Interest in eel farming in New Zealand began in the late 1960s, and in the early 1970s there were five trial eel farms, ranging from a traditional Japanese outdoor pond farm to an indoor intensive heated water system. By late 1975 only one farm remained. The reasons for farm closures were combinations of high overheads, slow growth, persistent disease problems and associated mortality, and uncertain supplies of glass eels. Today there is an upsurge of interest in eel farming to supply markets in Southeast Asia and Europe which have been affected, at least in part, by reduced supplies of glass eels of Northern Hemisphere species.
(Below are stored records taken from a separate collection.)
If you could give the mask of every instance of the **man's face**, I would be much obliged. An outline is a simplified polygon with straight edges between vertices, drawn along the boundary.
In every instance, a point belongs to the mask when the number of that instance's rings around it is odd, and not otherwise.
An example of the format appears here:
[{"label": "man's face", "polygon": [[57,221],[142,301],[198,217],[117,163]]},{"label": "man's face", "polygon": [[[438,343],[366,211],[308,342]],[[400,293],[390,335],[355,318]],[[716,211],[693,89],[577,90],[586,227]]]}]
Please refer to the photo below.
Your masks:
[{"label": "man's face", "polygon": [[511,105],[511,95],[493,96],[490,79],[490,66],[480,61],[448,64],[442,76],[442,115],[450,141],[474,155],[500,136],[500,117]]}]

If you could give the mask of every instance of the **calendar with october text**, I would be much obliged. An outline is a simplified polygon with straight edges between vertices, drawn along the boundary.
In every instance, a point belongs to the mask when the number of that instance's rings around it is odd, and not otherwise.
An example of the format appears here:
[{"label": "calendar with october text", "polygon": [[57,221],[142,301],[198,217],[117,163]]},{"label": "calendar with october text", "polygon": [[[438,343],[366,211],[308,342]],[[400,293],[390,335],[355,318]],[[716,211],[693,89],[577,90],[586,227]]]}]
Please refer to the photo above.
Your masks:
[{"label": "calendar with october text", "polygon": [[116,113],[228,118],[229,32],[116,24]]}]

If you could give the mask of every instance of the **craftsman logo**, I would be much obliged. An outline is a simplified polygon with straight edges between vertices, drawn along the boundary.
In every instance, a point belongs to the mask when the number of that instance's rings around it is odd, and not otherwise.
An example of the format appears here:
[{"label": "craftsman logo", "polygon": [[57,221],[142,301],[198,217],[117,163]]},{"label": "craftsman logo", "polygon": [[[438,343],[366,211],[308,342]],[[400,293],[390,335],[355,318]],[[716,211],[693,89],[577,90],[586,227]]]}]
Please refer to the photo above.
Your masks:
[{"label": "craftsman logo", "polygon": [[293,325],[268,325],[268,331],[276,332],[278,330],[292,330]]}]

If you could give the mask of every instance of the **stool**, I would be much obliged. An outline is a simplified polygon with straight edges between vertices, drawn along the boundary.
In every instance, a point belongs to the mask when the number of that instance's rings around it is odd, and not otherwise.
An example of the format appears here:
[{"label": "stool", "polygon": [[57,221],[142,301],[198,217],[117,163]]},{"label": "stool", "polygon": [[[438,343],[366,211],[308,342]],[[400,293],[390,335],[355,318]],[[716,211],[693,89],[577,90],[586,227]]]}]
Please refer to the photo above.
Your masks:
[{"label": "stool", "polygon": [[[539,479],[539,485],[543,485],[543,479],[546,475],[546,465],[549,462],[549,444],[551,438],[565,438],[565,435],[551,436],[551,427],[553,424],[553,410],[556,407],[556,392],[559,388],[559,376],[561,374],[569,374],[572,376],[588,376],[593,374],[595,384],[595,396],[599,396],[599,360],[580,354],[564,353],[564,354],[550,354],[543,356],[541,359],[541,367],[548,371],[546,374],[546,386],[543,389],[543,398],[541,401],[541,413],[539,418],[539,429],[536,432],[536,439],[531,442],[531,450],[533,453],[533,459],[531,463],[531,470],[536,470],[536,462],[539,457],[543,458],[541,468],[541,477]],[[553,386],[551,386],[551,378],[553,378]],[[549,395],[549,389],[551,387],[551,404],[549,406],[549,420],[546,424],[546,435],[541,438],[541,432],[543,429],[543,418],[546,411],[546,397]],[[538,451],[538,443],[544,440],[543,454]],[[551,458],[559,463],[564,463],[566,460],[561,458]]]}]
NIWA’s Christchurch laboratory has carried out trials on the early culture of glass eels of both the common New Zealand species, the shortfinned eel (Anguilla australis) and the longfinned eel (Anguilla dieffenbachii). The relatively modest aims of the first year’s programme were to develop suitable culture techniques, to develop experience in the husbandry of juvenile eels, and induce them to feed.
World First in Shortfinned Eel Production – July 2005
A New Zealand research team has scored a world first by not only being the first to successfully breed the shortfinned eel in captivity, but also in hatching commercial quantities of any eel species.
Scientists at the Warkworth-based Mahurangi Technical Institute (MTI) have, in the last few weeks, achieved spectacular results in their eel breeding project, a breakthrough which has the potential to end severe shortages constraining the international eel farming industry.
“This is one of only a handful of occasions that eels of any species have ever been produced in captivity in the world and, we believe, the only time they have been hatched in commercial quantities,” says MTI Director, Paul Decker. “When literally thousands of hatchlings began emerging in the middle of the night, at 3am, the whole team was so excited we felt like parents again.”
The project team at MTI has been working on breeding New Zealand’s shortfinned eel, Anguilla australis, for the past five years.